All of which are not tom pastes in any case.
If I fed you a tsp of either could you honestly say you would know the difference blindfolded and if not then why talk about it? Obviously 'it is written'.

I do now have a box of this stuff. I'm not convinced either myself Cory.
Best mate.


This to me is just like the brand of tom paste people buy. Totally irrelevant to the final product,

I think it's much more analogous to the TYPE of tomatoes people use Mikka (e.g. fresh, tinned, puree, paste, passatta, etc), each of which most definitely IS relevant to the final product.

I think both ingredients (i.e. coconut and tomatoes) are very worthy candidates for discussion (indeed argument) and clarification.  Too much confusion remains regarding both ingredients.

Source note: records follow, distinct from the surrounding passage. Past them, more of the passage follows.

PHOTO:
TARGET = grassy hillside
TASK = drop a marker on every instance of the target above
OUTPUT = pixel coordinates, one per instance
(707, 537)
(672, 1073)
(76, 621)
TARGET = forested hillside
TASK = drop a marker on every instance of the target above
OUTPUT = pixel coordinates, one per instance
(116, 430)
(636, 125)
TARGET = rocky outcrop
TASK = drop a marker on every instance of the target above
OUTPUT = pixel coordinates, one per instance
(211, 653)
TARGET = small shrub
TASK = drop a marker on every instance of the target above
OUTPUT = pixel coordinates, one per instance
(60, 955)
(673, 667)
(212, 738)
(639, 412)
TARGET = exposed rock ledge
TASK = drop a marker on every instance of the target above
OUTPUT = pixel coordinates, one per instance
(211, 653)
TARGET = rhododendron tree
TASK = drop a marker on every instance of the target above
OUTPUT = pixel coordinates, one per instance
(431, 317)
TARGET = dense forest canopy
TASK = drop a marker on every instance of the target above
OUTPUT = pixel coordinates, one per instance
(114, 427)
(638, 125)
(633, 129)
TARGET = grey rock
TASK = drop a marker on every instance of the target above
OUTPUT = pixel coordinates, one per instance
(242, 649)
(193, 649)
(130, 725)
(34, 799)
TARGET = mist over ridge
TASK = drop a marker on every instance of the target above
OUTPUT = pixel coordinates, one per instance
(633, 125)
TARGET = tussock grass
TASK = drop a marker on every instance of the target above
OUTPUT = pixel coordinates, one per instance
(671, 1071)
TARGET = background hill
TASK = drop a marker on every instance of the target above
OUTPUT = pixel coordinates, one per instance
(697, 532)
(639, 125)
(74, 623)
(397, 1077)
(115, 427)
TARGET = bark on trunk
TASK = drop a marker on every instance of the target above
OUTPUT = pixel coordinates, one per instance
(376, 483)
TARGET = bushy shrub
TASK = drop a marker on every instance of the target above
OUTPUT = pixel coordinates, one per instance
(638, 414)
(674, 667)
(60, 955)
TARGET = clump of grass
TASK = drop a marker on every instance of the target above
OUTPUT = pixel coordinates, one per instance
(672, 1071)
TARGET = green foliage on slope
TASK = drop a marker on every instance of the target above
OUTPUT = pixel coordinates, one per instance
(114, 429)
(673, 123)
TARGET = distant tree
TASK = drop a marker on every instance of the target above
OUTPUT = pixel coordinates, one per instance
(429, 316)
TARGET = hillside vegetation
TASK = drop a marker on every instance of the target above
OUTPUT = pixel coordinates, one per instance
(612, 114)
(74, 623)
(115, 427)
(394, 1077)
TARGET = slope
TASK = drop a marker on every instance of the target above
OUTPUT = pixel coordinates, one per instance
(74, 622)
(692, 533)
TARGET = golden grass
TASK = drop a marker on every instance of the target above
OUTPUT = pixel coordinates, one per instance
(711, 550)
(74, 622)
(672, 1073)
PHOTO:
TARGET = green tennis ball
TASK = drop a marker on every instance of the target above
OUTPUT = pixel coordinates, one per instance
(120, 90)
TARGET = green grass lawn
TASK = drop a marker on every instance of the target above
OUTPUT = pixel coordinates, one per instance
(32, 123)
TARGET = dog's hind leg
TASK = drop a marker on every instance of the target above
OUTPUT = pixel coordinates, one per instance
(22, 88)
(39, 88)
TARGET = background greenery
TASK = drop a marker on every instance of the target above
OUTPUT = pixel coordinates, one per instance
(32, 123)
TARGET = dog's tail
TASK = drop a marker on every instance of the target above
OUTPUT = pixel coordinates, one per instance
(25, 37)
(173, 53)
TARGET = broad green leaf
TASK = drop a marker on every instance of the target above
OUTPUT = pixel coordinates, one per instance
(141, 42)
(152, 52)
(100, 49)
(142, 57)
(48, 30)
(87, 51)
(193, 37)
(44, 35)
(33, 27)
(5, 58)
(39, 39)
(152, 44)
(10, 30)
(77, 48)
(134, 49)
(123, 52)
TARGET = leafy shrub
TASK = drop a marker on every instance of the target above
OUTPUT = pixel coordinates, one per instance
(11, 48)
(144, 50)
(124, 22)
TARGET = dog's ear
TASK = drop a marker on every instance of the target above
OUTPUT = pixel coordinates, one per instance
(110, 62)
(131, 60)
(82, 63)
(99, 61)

For coconut, we have the following quite different options which will give quite different results in texture and taste:

-  fresh coconut flesh
-  fresh coconut water
-  desiccated coconut (of various coarseness)
-  creamed coconut block
-  coconut cream
-  coconut milk
-  coconut milk powder
-  coconut powder/coconut flour

Regarding this thread, the confusion for me (and, it seems, for others) arises from calling it "coconut powder".  I've always taken this to mean "coconut milk powder" whereas it seems it might be taken to mean "coconut flour".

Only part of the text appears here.